Von Cajo Kutzbach | 23.11.2007
    "Wenn man vor der Haustür irgend welche Ritzen im Boden hat, wenn man eine Mauer hat, dann finden sich meistens kleine Moospolster an den Wänden und in diesen kleinen Moospolstern leben Tiere und unter anderem auch die Bärtierchen. Das sind also ganz kleine Organismen in der Größe von einem Millimeter ungefähr. Man kann sich die Bärtierchen als kleine Gummibärchen vorstellen, aber nicht mit zwei Beinpaaren, wie wir es von den richtigen Bären her kennen, sondern mit vier Beinpaaren."

    Und diese im 18. Jahrhundert von einem Quedlinburger Pastor entdeckten Tiere mit dem lateinischen Namen Tardigrada, also "Langsamschreiter", untersucht der Biologe Ralph Schill am Institut für Biologie der Universität Stuttgart. Er koordiniert das Verbundprojekt Funcrypta, an dem vier Forschergruppen und eine Firma sich mit Bärtierchen befassen, denn die sind Überlebenskünstler. Schill:

    "Diese Bärtierchen, die haben eine erstaunliche Fähigkeit, dass sie also sehr tolerant sind gegenüber den übelsten Umwelteinflüssen, gegenüber hohen und niedrigen Temperaturen, gegenüber Strahlung Gammastrahlung, UV-Strahlung.
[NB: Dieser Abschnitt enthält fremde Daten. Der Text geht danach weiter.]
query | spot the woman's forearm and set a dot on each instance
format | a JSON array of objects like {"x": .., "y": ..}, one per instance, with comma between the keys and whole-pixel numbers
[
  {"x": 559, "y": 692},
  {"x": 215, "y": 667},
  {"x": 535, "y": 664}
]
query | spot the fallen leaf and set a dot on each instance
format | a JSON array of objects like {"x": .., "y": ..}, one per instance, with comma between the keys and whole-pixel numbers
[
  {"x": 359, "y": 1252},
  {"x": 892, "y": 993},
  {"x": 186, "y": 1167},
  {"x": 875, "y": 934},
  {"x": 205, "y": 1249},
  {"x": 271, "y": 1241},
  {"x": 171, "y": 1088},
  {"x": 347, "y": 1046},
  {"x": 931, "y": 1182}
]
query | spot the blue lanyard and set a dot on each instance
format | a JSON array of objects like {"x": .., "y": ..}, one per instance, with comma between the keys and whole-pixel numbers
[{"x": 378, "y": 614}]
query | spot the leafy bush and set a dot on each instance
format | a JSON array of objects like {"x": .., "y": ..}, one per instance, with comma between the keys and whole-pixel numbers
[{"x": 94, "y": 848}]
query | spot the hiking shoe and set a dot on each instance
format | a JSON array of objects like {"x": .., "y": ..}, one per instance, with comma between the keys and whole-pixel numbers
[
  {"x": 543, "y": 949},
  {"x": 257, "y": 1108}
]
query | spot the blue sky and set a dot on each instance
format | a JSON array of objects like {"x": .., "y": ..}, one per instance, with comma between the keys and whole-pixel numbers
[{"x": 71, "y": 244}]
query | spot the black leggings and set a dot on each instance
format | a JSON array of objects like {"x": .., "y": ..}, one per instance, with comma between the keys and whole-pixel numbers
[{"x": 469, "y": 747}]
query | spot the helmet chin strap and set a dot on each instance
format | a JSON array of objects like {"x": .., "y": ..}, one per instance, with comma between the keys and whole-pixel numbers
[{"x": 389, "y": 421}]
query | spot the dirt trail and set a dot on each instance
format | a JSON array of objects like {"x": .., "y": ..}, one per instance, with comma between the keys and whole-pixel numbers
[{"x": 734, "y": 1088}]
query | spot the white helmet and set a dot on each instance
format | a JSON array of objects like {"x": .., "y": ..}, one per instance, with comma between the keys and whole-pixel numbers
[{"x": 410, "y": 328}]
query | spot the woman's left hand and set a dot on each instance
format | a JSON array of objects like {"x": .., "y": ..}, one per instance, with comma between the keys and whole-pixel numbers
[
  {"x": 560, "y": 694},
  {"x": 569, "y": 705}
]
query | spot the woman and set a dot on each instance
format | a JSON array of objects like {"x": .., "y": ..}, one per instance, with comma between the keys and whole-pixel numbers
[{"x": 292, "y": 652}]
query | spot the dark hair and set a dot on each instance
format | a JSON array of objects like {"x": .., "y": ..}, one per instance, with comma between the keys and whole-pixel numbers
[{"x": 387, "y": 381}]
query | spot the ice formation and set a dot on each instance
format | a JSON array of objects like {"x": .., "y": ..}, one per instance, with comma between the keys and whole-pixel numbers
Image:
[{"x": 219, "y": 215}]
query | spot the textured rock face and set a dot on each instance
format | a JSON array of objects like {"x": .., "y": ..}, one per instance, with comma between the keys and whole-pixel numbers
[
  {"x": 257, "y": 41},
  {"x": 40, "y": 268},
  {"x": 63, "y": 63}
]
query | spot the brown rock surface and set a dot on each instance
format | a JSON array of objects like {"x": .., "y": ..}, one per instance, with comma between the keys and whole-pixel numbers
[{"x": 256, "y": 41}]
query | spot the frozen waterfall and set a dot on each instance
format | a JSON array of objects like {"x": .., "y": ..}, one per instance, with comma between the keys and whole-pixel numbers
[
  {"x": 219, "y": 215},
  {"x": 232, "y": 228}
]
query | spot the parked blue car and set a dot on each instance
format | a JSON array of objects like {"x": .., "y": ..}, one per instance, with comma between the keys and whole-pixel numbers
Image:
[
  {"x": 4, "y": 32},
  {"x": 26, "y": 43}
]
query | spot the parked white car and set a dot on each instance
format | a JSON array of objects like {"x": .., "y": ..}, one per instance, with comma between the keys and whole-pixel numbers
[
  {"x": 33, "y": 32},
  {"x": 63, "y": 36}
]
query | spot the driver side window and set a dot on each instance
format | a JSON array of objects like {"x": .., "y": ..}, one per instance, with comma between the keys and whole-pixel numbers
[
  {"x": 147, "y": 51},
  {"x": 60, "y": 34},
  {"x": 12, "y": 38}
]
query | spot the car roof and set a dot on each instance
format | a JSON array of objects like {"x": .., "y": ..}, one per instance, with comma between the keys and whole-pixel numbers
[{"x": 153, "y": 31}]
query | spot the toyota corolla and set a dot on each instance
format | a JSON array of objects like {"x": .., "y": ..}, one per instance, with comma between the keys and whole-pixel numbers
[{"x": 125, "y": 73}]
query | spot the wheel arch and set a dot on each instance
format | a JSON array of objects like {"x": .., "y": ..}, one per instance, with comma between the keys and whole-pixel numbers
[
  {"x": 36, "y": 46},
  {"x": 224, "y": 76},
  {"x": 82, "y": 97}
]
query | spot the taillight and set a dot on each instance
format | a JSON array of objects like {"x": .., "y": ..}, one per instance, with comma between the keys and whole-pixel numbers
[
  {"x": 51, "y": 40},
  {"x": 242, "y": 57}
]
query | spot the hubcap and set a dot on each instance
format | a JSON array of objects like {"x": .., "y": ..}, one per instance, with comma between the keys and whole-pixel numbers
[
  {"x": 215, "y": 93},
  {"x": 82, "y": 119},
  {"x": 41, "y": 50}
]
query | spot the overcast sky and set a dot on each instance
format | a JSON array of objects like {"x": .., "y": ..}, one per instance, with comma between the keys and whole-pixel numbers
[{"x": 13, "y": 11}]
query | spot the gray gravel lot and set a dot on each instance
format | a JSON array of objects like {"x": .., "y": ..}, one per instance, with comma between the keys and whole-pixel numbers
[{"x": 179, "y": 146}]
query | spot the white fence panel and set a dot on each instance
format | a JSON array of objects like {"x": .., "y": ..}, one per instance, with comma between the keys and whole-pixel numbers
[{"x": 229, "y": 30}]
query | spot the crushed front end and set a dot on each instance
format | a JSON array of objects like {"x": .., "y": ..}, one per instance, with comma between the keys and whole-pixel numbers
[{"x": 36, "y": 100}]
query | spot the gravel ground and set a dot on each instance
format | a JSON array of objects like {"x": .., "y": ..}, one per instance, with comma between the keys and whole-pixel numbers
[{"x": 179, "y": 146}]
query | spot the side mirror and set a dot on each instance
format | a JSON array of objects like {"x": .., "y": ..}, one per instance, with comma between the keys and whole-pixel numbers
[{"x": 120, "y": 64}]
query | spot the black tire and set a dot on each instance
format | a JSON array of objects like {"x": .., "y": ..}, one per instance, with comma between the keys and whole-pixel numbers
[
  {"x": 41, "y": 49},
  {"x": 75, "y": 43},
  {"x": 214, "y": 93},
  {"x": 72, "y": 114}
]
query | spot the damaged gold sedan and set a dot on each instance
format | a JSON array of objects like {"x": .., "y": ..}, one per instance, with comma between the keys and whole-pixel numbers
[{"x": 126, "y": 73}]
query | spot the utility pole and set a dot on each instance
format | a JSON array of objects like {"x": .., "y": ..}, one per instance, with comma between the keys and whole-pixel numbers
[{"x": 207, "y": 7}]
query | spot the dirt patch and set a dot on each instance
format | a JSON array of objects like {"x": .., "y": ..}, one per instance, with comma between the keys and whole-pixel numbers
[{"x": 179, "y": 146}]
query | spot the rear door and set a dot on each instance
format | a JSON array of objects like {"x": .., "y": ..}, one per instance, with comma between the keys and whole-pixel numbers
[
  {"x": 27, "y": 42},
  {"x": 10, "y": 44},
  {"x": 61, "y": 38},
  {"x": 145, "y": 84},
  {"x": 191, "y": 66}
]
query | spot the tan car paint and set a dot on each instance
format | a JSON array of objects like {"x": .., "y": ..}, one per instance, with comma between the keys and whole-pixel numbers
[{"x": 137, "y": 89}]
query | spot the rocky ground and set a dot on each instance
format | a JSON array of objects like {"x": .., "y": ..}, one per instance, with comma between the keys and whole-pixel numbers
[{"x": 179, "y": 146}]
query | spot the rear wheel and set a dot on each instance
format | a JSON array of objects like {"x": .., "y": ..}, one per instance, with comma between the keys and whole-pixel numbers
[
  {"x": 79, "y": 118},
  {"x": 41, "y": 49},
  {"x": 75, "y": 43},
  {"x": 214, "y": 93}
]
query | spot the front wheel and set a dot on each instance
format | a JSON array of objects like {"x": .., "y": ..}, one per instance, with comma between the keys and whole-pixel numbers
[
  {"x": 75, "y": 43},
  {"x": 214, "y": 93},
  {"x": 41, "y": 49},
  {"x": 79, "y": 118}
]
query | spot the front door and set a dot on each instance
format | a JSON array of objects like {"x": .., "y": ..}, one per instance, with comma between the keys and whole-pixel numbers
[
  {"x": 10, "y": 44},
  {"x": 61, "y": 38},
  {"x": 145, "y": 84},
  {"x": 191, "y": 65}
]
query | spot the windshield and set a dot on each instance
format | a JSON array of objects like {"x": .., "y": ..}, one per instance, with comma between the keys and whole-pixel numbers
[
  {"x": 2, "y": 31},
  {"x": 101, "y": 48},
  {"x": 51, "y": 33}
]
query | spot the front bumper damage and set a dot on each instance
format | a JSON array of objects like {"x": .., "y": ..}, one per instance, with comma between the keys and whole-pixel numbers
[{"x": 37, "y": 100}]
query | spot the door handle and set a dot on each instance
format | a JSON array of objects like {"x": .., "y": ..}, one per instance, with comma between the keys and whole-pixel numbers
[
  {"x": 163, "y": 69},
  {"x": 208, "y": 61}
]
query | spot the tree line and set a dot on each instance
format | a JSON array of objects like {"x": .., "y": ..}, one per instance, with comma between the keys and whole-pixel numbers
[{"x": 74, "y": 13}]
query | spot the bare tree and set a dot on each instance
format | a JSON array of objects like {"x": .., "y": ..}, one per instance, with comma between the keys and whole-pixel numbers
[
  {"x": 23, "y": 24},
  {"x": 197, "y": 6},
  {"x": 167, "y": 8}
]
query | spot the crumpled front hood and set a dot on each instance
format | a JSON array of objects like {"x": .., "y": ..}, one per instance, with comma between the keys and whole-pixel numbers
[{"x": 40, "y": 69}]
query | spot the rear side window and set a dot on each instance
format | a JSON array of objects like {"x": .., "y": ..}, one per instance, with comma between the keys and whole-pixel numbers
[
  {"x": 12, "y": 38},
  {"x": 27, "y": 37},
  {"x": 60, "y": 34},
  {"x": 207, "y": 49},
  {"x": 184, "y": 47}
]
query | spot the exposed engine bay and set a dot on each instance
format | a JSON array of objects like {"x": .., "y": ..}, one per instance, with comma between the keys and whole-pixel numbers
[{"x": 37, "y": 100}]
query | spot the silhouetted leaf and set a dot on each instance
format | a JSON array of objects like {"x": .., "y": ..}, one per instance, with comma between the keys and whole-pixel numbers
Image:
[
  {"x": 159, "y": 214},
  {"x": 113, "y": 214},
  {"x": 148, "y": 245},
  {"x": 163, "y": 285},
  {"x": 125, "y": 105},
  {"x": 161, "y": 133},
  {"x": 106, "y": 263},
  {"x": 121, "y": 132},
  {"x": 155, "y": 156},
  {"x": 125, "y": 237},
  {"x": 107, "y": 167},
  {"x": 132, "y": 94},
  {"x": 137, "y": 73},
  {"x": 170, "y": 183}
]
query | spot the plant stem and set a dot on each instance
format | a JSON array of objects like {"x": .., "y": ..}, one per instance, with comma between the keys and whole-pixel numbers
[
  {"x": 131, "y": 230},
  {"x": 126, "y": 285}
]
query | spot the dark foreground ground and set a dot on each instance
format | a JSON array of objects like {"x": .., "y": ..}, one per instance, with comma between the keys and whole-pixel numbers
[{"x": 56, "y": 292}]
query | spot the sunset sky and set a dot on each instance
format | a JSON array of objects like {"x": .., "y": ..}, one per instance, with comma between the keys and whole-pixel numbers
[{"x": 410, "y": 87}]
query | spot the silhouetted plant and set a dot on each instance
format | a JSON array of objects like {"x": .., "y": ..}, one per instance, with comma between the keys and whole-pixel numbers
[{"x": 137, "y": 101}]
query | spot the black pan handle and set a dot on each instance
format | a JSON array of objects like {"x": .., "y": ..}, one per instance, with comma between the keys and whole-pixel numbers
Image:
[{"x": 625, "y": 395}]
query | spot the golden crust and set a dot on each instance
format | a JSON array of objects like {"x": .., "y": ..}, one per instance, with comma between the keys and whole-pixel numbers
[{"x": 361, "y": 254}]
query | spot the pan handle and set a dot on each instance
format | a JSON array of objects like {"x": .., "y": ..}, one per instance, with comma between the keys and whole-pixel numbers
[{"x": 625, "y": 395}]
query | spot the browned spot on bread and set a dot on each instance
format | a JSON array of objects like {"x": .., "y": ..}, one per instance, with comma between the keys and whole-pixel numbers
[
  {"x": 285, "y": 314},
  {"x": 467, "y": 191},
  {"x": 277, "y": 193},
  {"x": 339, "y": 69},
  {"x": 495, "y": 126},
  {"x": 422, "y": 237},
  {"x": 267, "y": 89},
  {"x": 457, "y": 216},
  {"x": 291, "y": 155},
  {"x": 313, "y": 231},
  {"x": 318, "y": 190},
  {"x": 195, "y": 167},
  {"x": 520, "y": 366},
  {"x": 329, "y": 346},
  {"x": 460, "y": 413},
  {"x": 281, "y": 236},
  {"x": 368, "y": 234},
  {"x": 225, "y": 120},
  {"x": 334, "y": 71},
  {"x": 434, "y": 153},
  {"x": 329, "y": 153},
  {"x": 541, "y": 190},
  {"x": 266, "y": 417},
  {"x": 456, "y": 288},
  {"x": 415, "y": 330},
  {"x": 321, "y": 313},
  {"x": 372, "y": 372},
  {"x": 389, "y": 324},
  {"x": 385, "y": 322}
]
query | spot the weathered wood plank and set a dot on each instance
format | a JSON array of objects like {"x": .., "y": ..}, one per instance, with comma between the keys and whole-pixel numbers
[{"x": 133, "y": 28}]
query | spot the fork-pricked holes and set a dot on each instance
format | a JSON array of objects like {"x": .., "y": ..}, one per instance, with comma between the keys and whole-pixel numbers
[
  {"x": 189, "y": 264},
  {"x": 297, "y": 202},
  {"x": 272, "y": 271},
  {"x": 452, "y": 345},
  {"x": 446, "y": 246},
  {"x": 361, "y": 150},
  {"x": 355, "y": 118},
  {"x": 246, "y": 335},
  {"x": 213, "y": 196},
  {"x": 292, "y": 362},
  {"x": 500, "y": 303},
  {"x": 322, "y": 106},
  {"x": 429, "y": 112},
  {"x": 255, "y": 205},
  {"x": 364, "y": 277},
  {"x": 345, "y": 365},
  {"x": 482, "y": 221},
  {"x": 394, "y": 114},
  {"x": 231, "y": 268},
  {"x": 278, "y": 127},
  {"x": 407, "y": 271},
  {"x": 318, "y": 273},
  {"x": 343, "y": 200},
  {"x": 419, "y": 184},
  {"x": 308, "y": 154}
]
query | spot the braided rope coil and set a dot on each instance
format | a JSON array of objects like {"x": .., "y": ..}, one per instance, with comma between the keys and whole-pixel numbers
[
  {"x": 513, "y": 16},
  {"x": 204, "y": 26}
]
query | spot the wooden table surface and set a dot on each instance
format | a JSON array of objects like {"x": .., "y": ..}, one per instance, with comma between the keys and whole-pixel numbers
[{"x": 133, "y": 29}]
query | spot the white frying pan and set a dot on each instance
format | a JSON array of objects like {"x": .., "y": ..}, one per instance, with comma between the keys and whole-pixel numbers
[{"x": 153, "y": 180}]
Und um diese außergewöhnlichen Fähigkeiten letztendlich zu untersuchen, gab es dieses Weltraumexperiment."

    Die Bärtierchen bekamen dafür aber keinen Raumanzug, sondern, so Schill:

    "Diese kleinen Bärtierchen, die wurden getrocknet. Das ist die Fähigkeit, die sie auch besitzen: Man kann sie trocknen! Man hat sie also trocken in kleine Module verpackt und diese Module sind dann in einer Kapsel mit der Rakete in den Weltraum geflogen. Und dort öffnete sich dann ein Schieber und die Tiere wurden der Weltraumstrahlung, als auch dem Vakuum ausgesetzt. Und anschließend ging - nach zwölf Tagen - dieser Schieber wieder zu und die Tiere sind wieder in diesen Modulen zurück geflogen."

    Bärtierchen kommen in 1000 Arten von der Arktis bis in die Tiefsee und selbst in Wüsten vor. Wie lange sie getrocknet auf bessere Zeiten warten können, ist unklar. Zwölf Jahre haben Wissenschaftler nachgewiesen, aber vermutlich halten sie auch noch länger durch. Wenn sie eintrocknen, ziehen sie die Beine ein und bilden ein robustes Tönnchen, das dann - ohne Schaden zu nehmen - auch von einem Wüstensturm viele Kilometer weit verfrachtet werden kann. Ralph Schill interessiert aber etwas anderes:

    "Spannend ist wirklich, wie schaffen die Tiere das auszutrocknen, ohne dass sie sterben? Wie schaffen die das zu gefrieren, ohne dass sie sterben? Sie bleiben komplett intakt, das heißt die Augen, die Muskeln, die Beine, also alles, was ein Tier so hat. Und das Ziel von unseren Forschungsarbeiten ist letztendlich diese Mechanismen zu verstehen, wie man es schaffen kann, solche extremen Situationen zu beherrschen. Und dieses Verstehen soll dann letztendlich in eine Anwendung überführt werden. Das heißt, wir können vielleicht davon lernen, wie wir Impfstoffe besser stabilisieren, wie wir verschiedene Zellen besser weggefrieren können."

    Die jetzige Grundlagenforschung könnte in ferner Zukunft für die Lagerung von Impfstoffen, Medikamenten, Lebensmitteln etwa Tiefkühlkost, aber auch von Samen in Samenbanken eine wichtige Rolle spielen. Schill:

    "Aber dieser Schritt, das ist ein großer Schritt und der wird noch viele, viele Jahre dauern. Wir fangen an, sozusagen das Fundament zu legen mit diesen Bärtierchen, mit dieser eigentlich alten Tiergruppe, die in der Forschung aber erst seit wenigen Jahren wieder aufgetaucht ist."

    Normalerweise leben Bärtierchen drei bis höchstens vier Monate, es sei denn sie trocknen ein. Da aber die weltraumerfahrenen Bärtierchen getrocknet waren, muss sich Ralph Schill nicht beeilen. Er weiß zudem von früheren Versuchen, dass immer ein kleiner Teil der Eingetrockneten, so um fünf Prozent, nicht überleben. Vielleicht zeigt sich auch erst bei den Nachkommen, ob eine Schädigung im Weltraum erfolgt, oder ob Bärtierchen die geborenen Astronauten sind. Aber dazu müssen sie erst einmal Nachkommen bekommen. Schill:

    "Die Tiere sind seit ungefähr 14 Tagen wieder an der Universität Stuttgart angekommen. Und wir sind mit unseren Arbeiten dabei zu schauen, wie viele haben überlebt? Werden sie sich fortpflanzen, wenn sie überlebt haben? Wie sehen die künftigen Generationen aus? Aber für die Bekanntgabe der ersten Ergebnisse ist es noch ein bisschen zu früh."